Wie verhalte ich mich richtig, um meine Beschwerden zu lindern?

Wenn Sie frieren, nehmen Sie ein warmes Bad, um die Heilreaktion Ihres Körpers, das Fieber, zu unterstützen. Die Badetemperatur sollte bei 37° C liegen, höhere Temperaturen würden Ihren Kreislauf jetzt zu stark belasten. Ätherische Öle als Badezusatz erleichtern das Atmen, z.B. Eukalyptus, Pfefferminze, Lavendel, Rosmarin, Nelken, Zimtrinde etc. (für Kinder erst ab 6 Jahren). 

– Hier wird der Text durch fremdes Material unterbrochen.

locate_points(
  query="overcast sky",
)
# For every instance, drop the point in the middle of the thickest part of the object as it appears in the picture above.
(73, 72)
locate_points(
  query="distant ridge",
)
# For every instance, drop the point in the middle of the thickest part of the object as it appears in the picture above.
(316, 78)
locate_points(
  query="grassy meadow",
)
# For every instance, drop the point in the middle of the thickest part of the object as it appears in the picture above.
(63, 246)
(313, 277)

Halten Sie Ihren Körper warm, wenn Sie Schüttelfrost haben, z.B. durch warme Kleidung oder Decken. Manchmal hilft auch heißer Kräutertee oder ein Glas Grog. 

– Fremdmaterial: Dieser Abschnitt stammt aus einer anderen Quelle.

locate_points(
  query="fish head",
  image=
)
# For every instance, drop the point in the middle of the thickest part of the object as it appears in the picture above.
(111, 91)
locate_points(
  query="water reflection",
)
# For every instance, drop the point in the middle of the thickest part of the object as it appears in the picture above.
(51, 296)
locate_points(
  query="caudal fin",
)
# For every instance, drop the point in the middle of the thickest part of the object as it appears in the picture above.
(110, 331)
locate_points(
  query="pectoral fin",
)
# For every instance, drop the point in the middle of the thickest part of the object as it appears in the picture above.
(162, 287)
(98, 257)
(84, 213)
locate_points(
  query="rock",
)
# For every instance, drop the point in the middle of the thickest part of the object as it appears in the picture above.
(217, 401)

Halten Sie Ihre Atemwege feucht, ein bewährtes Mittel dafür ist Kamillendampf: 1 Handvoll Kamillenblüten mit siedendem Wasser übergießen, großes Handtuch über den Kopf ziehen, Kamillendampf 5-10 Minuten einatmen. 

Inhalieren Sie ätherische Öle, stellen Sie eine Duftlampe mit ätherischen Ölen ins Zimmer. 

Husten und Schnupfen sind nachts besonders lästig, reiben Sie Brust und Rücken über Nacht ein mit einer Salbe aus ätherischen Ölen, z.B. Menthol- oder Kampferbalsam (Kinder ab 6 Jahre). Halten Sie die Raumluft feucht durch Luftbefeuchter. 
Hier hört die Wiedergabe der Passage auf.